The group, which Cylance calls Operation Cleaver because of the prevalence of the word in the group's custom software, uses rough custom and publicly available tools to glean highly sensitive and confidential information from victims and compromise their networks through SQL Injection, spear phishing, water holing attacks and other methods. All of the targets have been companies and facilities related to critical infrastructure.

For instance, among the targets is a company specializing in natural gas production, unclassified computers in the San Diego Navy Marine Corps Intranet and airlines and airports in Saudi Arabia, Pakistan and South Korea.

The group also took aim at entities in Canada, China, England, France, Germany, India, Israel, the U.S. and other countries.

Cylance “came across the group,” after it was called in to do incident response for one of its customers.
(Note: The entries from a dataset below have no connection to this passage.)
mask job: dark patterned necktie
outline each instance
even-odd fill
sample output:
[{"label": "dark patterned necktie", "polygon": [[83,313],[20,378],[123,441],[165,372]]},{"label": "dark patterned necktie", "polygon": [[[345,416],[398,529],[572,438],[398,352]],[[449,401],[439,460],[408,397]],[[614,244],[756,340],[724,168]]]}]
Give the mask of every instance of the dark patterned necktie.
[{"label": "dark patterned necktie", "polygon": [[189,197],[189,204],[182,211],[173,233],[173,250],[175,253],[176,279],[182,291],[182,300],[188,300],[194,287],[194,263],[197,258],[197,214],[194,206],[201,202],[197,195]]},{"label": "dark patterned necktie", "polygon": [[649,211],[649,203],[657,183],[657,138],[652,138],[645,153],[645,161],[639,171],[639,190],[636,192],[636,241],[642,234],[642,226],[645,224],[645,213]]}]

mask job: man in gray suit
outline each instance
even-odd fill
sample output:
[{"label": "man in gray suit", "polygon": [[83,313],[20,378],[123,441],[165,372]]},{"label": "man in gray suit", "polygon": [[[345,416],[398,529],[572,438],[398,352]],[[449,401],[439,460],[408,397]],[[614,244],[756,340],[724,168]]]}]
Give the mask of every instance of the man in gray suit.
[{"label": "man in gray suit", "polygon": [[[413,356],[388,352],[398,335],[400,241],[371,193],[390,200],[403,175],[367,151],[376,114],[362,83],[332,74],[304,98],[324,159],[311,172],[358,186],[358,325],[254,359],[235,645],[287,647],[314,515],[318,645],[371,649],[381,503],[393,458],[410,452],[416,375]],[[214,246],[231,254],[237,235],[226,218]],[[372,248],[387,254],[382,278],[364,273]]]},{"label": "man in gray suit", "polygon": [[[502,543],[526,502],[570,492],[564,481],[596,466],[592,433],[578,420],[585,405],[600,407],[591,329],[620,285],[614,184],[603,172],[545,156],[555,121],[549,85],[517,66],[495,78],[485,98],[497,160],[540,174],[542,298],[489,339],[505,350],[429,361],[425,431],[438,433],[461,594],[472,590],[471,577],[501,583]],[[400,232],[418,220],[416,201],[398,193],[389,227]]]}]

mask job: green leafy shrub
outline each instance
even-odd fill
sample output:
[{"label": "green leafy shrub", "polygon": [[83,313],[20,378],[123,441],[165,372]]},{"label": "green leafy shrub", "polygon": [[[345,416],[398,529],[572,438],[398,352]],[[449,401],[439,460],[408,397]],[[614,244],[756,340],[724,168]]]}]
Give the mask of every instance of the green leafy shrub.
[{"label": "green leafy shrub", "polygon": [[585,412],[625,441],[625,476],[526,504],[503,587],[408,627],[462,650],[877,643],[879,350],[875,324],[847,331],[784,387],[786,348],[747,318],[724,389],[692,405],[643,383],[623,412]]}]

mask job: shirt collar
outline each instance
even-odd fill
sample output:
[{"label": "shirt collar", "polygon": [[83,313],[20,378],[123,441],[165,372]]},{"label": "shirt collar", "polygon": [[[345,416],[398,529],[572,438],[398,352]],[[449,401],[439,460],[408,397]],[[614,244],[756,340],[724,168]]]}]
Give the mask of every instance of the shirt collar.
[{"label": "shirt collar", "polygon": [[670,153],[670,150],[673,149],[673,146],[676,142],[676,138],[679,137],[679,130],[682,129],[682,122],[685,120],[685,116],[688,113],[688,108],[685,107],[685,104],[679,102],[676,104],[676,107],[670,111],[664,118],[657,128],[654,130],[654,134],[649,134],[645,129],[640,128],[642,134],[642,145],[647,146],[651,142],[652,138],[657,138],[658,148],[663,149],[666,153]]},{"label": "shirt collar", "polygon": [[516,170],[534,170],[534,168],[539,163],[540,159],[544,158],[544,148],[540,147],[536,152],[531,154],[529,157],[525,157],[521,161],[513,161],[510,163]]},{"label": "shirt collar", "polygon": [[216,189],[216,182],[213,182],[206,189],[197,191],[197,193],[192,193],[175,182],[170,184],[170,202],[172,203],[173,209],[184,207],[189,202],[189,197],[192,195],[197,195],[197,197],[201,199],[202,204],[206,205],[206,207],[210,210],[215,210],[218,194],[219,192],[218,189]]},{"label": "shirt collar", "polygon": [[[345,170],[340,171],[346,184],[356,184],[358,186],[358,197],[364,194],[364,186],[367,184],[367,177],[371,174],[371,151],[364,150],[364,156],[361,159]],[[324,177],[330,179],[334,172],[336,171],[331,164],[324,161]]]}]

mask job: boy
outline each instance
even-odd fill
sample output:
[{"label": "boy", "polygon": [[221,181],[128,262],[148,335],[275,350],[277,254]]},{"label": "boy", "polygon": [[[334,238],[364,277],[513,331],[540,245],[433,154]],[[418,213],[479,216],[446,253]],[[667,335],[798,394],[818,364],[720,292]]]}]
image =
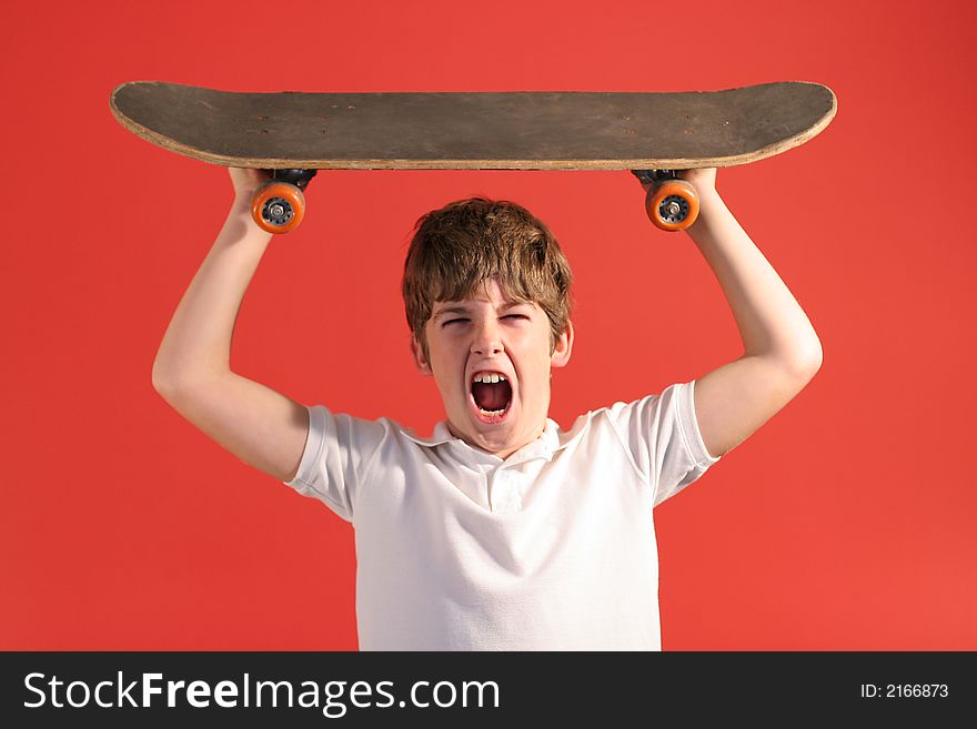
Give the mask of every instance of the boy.
[{"label": "boy", "polygon": [[238,307],[270,240],[232,170],[228,223],[180,302],[158,392],[246,463],[355,527],[362,650],[661,649],[652,509],[697,479],[810,381],[820,344],[715,189],[688,235],[731,305],[744,355],[562,431],[552,367],[570,362],[572,275],[546,226],[473,199],[419,221],[403,293],[419,371],[446,419],[306,408],[231,372]]}]

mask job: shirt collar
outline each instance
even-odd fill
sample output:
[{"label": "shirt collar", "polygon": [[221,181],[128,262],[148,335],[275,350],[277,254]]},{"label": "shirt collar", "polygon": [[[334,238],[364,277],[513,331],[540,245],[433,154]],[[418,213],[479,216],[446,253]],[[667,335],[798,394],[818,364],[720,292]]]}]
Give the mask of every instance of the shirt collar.
[{"label": "shirt collar", "polygon": [[[582,419],[584,419],[584,418],[582,418]],[[513,456],[518,455],[520,460],[522,460],[524,457],[532,458],[532,457],[541,457],[542,456],[547,459],[552,458],[554,453],[565,448],[567,445],[570,445],[572,442],[576,441],[580,437],[580,435],[585,429],[585,427],[583,427],[583,426],[585,426],[586,423],[590,422],[590,419],[591,419],[591,413],[587,413],[585,416],[584,423],[577,422],[574,424],[573,431],[571,431],[570,433],[563,433],[560,429],[560,425],[556,423],[556,421],[547,417],[546,425],[543,428],[542,435],[538,438],[536,438],[535,441],[533,441],[532,443],[527,443],[526,445],[524,445],[522,448],[520,448],[518,450],[516,450],[512,455]],[[441,421],[434,426],[434,432],[432,433],[430,438],[422,438],[421,436],[415,435],[412,429],[405,429],[405,428],[401,428],[401,434],[405,438],[413,441],[417,445],[422,445],[422,446],[426,446],[426,447],[433,448],[435,446],[440,446],[445,443],[451,443],[451,444],[457,445],[459,447],[466,448],[469,450],[474,450],[481,455],[491,455],[491,454],[486,454],[484,450],[473,448],[472,446],[470,446],[467,443],[465,443],[461,438],[454,437],[451,434],[451,431],[447,429],[447,422],[446,421]],[[512,456],[510,456],[510,457],[512,457]]]}]

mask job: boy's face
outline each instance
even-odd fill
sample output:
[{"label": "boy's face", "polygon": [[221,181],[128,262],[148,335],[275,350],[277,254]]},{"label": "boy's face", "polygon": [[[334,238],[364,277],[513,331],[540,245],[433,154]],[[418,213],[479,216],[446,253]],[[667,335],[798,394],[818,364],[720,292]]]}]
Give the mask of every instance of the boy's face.
[{"label": "boy's face", "polygon": [[436,302],[425,333],[429,355],[412,337],[414,360],[434,376],[455,437],[506,458],[542,435],[550,368],[570,362],[570,322],[551,353],[546,313],[506,301],[491,279],[472,298]]}]

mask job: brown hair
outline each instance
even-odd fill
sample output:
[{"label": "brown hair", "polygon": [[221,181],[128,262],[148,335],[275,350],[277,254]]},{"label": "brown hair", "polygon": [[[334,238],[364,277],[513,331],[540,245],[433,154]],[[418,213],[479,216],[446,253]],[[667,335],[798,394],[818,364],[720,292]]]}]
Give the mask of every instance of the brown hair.
[{"label": "brown hair", "polygon": [[573,273],[546,224],[506,200],[470,198],[417,219],[404,262],[407,325],[427,355],[434,303],[462,301],[492,276],[503,293],[535,302],[550,318],[550,350],[566,328]]}]

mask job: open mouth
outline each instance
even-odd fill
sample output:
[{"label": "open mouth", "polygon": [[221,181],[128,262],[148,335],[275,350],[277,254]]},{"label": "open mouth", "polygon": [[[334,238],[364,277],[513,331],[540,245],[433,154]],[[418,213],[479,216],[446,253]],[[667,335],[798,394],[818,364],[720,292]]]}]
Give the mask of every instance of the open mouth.
[{"label": "open mouth", "polygon": [[476,372],[472,378],[471,402],[484,423],[498,423],[512,405],[512,384],[500,372]]}]

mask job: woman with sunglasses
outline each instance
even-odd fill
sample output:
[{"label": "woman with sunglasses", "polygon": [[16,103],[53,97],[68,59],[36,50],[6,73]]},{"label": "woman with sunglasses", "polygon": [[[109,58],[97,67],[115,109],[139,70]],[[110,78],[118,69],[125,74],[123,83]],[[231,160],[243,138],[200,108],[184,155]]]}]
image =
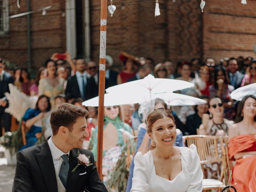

Once the security firm understood what Operation Cleaver was doing and got their tools, it was “able to take control” and examine the group's malware.

While Cylance researchers weren't surprised to discover Operation Cleaver's activities since “Iran has been hacking for quite some time,” they were taken aback by how advanced the group's methods were. 

“What surprised us is how sophisticated their attacks are becoming,” Miller said. “Two years ago they were not a threat but given the actual companies they're attacking today, they're gearing up for a major attack.”

In "Operation Cleaver," a detailed report on its findings, Cylance also included indicators so that other organizations outside its purview can detect and ward off attacks. 

“We disclosed the indicators,” said Miller, so companies now “have the hashes to find Iranian malware.”

Miller said that Cylance is “being a little light on details” of how it's monitoring Operation Cleaver so can continue to do so undetected. 

“They're still hacking today,” Miller said. “It's an ongoing campaign.”

To protect themselves, Miller suggested companies use the indicators that Cylance provided. Noting that the “adaptive nature of these attacks” make them hard to keep up with, he urged organizations to “get ahead of attacks” by keeping their security posture current.